Tree-Based Models
Recursive partitioning is a fundamental tool in data mining. It helps us explore the stucture of a set of data, while developing easy to visualize decision rules for predicting a categorical (classification tree) or continuous (regression tree) outcome. This section briefly describes CART modeling, conditional inference trees, and random forests.
CART Modeling via rpart
Classification and regression trees (as described by Brieman, Freidman, Olshen, and Stone) can be generated through the rpart package. Detailed information on rpart is available in An Introduction to Recursive Partitioning Using the RPART Routines. The general steps are provided below followed by two examples.
1. Grow the Tree
To grow a tree, use
				rpart(formula, data=, method=,control=) where
| formula | is in the format outcome ~ predictor1+predictor2+predictor3+ect. | 
| data= | specifies the dataframe | 
| method= | "class" for a classification tree "anova" for a regression tree | 
| control= | optional parameters for controlling tree growth.
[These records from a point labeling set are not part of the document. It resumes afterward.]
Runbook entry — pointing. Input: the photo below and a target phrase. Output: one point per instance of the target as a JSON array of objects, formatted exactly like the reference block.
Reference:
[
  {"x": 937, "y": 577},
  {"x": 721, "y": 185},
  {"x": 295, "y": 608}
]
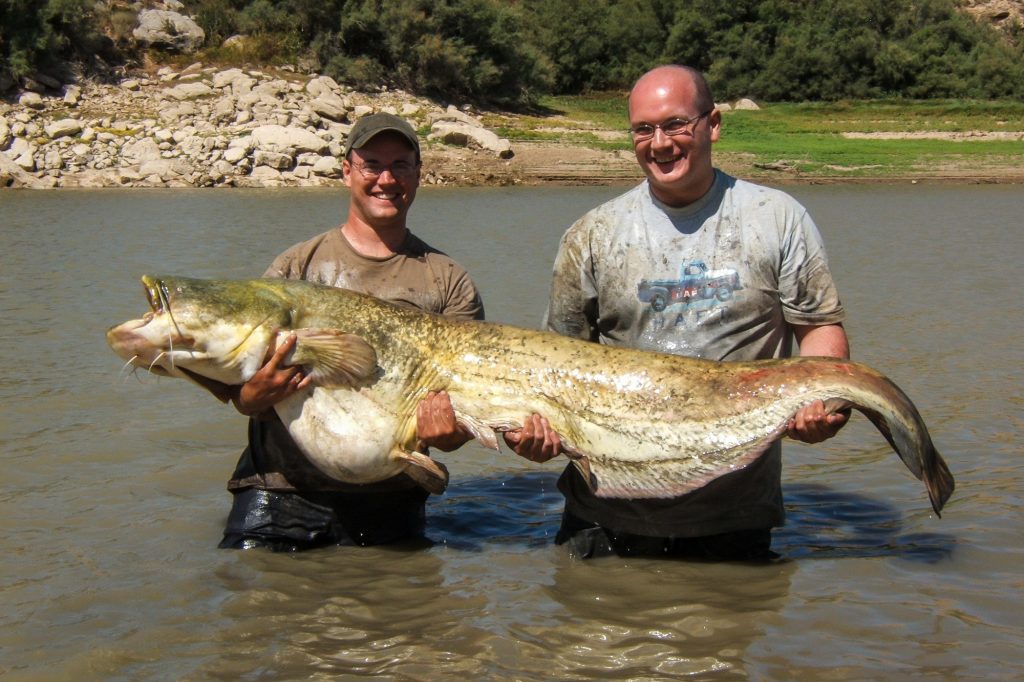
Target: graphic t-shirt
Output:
[{"x": 723, "y": 279}]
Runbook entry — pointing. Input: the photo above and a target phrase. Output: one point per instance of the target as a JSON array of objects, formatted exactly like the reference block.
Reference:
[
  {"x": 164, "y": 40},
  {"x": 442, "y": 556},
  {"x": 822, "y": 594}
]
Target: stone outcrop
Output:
[
  {"x": 167, "y": 30},
  {"x": 208, "y": 127}
]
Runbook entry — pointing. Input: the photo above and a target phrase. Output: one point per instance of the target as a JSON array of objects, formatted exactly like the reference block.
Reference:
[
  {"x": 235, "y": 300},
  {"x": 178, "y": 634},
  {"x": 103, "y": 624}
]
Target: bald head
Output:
[{"x": 674, "y": 81}]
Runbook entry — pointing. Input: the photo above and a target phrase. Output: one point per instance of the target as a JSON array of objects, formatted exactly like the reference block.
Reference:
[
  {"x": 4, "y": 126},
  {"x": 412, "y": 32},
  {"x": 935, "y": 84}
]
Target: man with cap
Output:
[{"x": 280, "y": 500}]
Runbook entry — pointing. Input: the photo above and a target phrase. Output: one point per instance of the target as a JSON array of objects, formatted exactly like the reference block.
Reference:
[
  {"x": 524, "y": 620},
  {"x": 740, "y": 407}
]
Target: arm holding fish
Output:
[
  {"x": 811, "y": 424},
  {"x": 436, "y": 425},
  {"x": 570, "y": 312},
  {"x": 271, "y": 384}
]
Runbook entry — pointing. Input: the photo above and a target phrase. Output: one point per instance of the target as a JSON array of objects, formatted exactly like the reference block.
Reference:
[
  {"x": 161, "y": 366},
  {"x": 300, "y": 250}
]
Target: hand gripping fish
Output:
[{"x": 637, "y": 424}]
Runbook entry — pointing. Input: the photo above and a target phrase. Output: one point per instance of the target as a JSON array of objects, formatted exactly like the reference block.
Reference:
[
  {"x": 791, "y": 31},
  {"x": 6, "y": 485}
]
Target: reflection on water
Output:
[{"x": 114, "y": 499}]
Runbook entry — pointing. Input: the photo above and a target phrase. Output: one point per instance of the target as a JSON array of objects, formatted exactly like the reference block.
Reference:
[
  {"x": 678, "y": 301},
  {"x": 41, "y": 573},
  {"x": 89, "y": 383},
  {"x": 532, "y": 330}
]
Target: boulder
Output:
[
  {"x": 31, "y": 100},
  {"x": 330, "y": 105},
  {"x": 272, "y": 159},
  {"x": 461, "y": 134},
  {"x": 189, "y": 91},
  {"x": 287, "y": 139},
  {"x": 328, "y": 167},
  {"x": 223, "y": 79},
  {"x": 140, "y": 152},
  {"x": 62, "y": 128},
  {"x": 166, "y": 30},
  {"x": 12, "y": 175},
  {"x": 322, "y": 85}
]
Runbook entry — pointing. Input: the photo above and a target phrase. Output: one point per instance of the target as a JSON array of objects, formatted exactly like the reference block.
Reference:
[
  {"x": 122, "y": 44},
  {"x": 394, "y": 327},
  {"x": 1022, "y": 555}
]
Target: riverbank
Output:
[{"x": 207, "y": 127}]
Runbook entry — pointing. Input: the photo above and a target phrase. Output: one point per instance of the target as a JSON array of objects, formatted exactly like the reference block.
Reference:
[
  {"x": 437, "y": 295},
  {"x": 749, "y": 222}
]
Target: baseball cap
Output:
[{"x": 370, "y": 126}]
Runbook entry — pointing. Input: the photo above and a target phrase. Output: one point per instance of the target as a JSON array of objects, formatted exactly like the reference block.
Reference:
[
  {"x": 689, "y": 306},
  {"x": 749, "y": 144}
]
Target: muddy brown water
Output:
[{"x": 113, "y": 496}]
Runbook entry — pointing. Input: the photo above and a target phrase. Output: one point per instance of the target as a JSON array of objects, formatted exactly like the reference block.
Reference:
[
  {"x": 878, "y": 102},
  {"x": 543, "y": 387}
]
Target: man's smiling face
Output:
[
  {"x": 678, "y": 167},
  {"x": 384, "y": 199}
]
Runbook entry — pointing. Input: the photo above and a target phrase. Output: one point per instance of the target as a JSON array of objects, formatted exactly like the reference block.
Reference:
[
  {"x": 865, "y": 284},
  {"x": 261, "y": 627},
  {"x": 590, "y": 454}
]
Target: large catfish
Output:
[{"x": 637, "y": 424}]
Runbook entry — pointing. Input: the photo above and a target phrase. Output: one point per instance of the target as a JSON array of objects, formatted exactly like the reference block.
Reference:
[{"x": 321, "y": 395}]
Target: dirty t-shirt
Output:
[
  {"x": 418, "y": 276},
  {"x": 723, "y": 279}
]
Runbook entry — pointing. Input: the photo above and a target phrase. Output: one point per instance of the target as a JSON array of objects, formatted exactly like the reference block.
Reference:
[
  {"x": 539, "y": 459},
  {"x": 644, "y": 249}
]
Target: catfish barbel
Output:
[{"x": 637, "y": 424}]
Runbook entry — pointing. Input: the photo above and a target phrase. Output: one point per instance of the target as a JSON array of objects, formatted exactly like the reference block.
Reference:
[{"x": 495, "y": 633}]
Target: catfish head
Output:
[{"x": 213, "y": 332}]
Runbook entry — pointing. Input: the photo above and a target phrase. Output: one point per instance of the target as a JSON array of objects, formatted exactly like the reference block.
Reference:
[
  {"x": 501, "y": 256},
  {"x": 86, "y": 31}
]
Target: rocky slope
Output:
[{"x": 210, "y": 127}]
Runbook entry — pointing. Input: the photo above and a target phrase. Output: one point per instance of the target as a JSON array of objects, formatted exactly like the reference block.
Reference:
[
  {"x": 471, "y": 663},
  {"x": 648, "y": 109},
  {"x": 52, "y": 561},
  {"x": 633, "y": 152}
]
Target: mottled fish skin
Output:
[{"x": 637, "y": 424}]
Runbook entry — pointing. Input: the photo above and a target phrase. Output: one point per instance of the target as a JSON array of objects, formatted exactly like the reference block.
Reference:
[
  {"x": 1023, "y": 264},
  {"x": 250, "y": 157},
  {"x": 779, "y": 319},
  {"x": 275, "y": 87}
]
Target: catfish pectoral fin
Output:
[
  {"x": 939, "y": 481},
  {"x": 431, "y": 475}
]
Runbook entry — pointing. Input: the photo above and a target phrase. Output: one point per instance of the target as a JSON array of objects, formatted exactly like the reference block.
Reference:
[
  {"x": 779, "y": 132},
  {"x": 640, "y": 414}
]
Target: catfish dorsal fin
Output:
[{"x": 334, "y": 358}]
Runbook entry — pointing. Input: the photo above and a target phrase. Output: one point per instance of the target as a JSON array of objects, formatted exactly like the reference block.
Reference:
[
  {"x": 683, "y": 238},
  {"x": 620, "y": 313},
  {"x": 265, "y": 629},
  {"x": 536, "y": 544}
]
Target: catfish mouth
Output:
[{"x": 156, "y": 295}]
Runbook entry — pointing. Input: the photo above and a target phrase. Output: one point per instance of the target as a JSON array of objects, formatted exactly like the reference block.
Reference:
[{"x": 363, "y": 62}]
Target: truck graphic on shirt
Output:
[{"x": 695, "y": 283}]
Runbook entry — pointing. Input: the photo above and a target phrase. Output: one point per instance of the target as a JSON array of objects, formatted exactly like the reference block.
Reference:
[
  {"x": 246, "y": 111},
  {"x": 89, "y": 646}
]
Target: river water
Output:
[{"x": 113, "y": 497}]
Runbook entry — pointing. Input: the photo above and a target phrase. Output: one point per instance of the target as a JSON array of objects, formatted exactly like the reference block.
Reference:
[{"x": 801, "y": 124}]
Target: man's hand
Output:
[
  {"x": 272, "y": 383},
  {"x": 436, "y": 425},
  {"x": 811, "y": 424},
  {"x": 536, "y": 441}
]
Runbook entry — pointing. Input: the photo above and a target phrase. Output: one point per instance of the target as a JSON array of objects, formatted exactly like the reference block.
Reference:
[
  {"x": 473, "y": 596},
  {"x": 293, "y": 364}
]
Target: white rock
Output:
[
  {"x": 271, "y": 159},
  {"x": 73, "y": 94},
  {"x": 163, "y": 29},
  {"x": 27, "y": 161},
  {"x": 223, "y": 79},
  {"x": 189, "y": 91},
  {"x": 140, "y": 152},
  {"x": 323, "y": 84},
  {"x": 264, "y": 173},
  {"x": 31, "y": 100},
  {"x": 461, "y": 134},
  {"x": 287, "y": 139},
  {"x": 164, "y": 168},
  {"x": 330, "y": 105},
  {"x": 62, "y": 128},
  {"x": 328, "y": 167}
]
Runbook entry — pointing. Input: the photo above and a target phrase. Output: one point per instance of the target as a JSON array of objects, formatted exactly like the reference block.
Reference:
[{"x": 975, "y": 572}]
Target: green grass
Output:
[{"x": 807, "y": 138}]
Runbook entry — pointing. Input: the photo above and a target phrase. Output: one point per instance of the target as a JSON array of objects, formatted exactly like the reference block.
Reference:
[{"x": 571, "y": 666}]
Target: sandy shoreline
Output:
[{"x": 213, "y": 127}]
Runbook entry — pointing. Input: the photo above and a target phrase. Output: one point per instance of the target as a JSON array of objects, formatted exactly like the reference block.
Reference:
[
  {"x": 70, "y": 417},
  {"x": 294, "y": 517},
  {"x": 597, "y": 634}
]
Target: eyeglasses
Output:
[
  {"x": 671, "y": 127},
  {"x": 400, "y": 170}
]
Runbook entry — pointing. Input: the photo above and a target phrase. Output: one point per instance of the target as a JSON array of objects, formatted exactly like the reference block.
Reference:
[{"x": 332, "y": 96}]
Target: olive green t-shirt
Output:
[{"x": 418, "y": 276}]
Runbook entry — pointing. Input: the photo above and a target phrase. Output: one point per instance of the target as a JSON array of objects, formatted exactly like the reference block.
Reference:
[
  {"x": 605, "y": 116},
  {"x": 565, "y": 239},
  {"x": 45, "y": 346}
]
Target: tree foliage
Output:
[
  {"x": 35, "y": 35},
  {"x": 509, "y": 51}
]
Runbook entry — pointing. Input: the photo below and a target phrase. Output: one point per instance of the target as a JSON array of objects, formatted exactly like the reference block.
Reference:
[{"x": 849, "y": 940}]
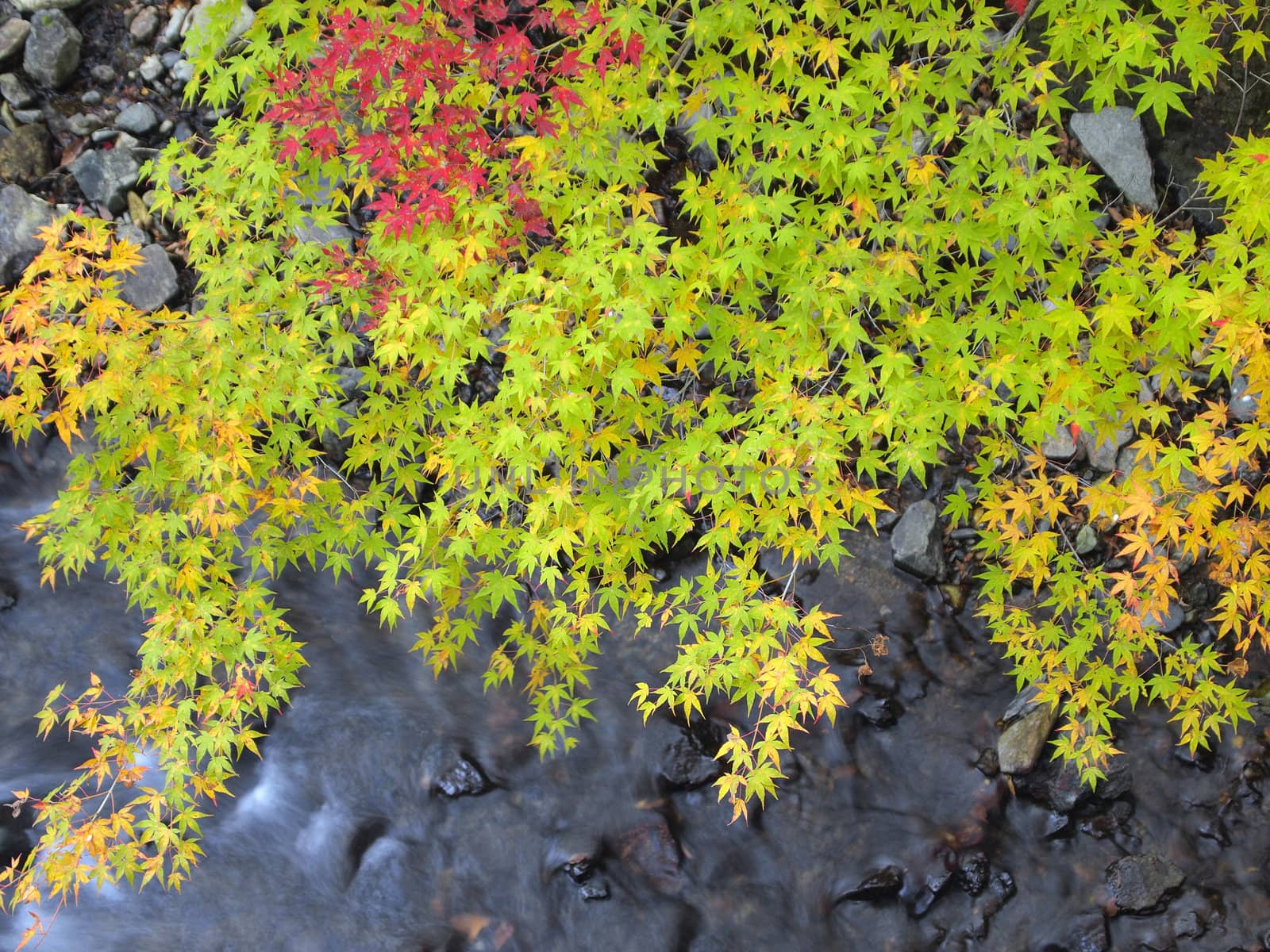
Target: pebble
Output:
[
  {"x": 152, "y": 69},
  {"x": 137, "y": 118},
  {"x": 13, "y": 38},
  {"x": 84, "y": 124},
  {"x": 16, "y": 92},
  {"x": 145, "y": 25},
  {"x": 52, "y": 48}
]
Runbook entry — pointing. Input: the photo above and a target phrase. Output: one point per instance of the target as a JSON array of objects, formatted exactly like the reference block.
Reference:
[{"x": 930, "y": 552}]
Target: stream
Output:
[{"x": 391, "y": 812}]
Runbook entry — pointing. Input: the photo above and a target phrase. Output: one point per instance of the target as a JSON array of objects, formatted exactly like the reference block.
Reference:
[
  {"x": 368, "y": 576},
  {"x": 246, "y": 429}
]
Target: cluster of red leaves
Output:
[{"x": 421, "y": 162}]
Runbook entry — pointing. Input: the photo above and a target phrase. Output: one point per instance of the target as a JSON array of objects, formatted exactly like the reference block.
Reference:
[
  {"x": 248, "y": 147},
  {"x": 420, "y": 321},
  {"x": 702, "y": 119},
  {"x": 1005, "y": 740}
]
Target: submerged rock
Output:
[
  {"x": 916, "y": 543},
  {"x": 1142, "y": 885}
]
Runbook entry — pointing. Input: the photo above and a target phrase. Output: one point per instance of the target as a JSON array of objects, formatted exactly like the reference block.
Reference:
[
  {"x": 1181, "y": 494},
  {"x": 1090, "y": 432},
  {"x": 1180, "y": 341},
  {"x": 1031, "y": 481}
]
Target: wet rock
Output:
[
  {"x": 21, "y": 216},
  {"x": 13, "y": 38},
  {"x": 653, "y": 852},
  {"x": 689, "y": 762},
  {"x": 1060, "y": 787},
  {"x": 16, "y": 92},
  {"x": 876, "y": 885},
  {"x": 463, "y": 780},
  {"x": 1244, "y": 405},
  {"x": 1000, "y": 892},
  {"x": 25, "y": 155},
  {"x": 137, "y": 118},
  {"x": 1060, "y": 444},
  {"x": 83, "y": 124},
  {"x": 450, "y": 774},
  {"x": 916, "y": 543},
  {"x": 1086, "y": 539},
  {"x": 1090, "y": 935},
  {"x": 973, "y": 873},
  {"x": 1114, "y": 140},
  {"x": 106, "y": 177},
  {"x": 152, "y": 283},
  {"x": 1142, "y": 885},
  {"x": 1103, "y": 454},
  {"x": 933, "y": 885},
  {"x": 152, "y": 69},
  {"x": 1022, "y": 740},
  {"x": 309, "y": 232},
  {"x": 52, "y": 48},
  {"x": 145, "y": 25},
  {"x": 196, "y": 23}
]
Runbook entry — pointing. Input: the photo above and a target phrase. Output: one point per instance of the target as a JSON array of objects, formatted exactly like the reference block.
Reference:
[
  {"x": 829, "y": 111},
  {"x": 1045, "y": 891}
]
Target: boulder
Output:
[
  {"x": 1114, "y": 140},
  {"x": 106, "y": 177},
  {"x": 52, "y": 48},
  {"x": 918, "y": 543},
  {"x": 152, "y": 283}
]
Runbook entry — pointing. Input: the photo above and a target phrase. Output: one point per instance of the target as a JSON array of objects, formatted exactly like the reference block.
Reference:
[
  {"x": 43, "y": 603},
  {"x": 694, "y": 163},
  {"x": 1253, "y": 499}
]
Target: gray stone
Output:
[
  {"x": 1022, "y": 743},
  {"x": 1172, "y": 622},
  {"x": 16, "y": 92},
  {"x": 1143, "y": 884},
  {"x": 152, "y": 283},
  {"x": 1060, "y": 444},
  {"x": 916, "y": 543},
  {"x": 131, "y": 232},
  {"x": 152, "y": 69},
  {"x": 21, "y": 217},
  {"x": 196, "y": 25},
  {"x": 145, "y": 25},
  {"x": 1114, "y": 140},
  {"x": 13, "y": 38},
  {"x": 25, "y": 155},
  {"x": 1103, "y": 455},
  {"x": 84, "y": 124},
  {"x": 137, "y": 118},
  {"x": 309, "y": 232},
  {"x": 171, "y": 32},
  {"x": 1244, "y": 405},
  {"x": 52, "y": 48},
  {"x": 182, "y": 71},
  {"x": 1086, "y": 539},
  {"x": 106, "y": 177},
  {"x": 33, "y": 6}
]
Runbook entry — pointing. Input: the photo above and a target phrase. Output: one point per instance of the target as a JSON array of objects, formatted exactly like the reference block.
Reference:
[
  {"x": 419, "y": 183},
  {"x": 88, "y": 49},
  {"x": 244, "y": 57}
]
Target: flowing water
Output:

For example, control=rpart.control(minsplit=30, cp=0.001) requires that the minimum number of observations in a node be 30 before attempting a split and that a split must decrease the overall lack of fit by a factor of 0.001 (cost complexity factor) before being attempted. | 
2. Examine the results
The following functions help us to examine the results.
| printcp(fit) | display cp table | 
| plotcp(fit) | plot cross-validation results | 
| rsq.rpart(fit) | plot approximate R-squared and relative error for different splits (2 plots). labels are only appropriate for the "anova" method. | 
| print(fit) | print results | 
| summary(fit) | detailed results including surrogate splits | 
| plot(fit) | plot decision tree | 
| text(fit) | label the decision tree plot | 
| post(fit, file=) | create postscript plot of decision tree | 
In trees created by rpart( ), move to the LEFT branch when the stated condition is true (see the graphs below).
3. prune tree
Prune back the tree to avoid overfitting the data. Typically, you will want to select a tree size that minimizes the cross-validated error, the xerror column printed by printcp( ).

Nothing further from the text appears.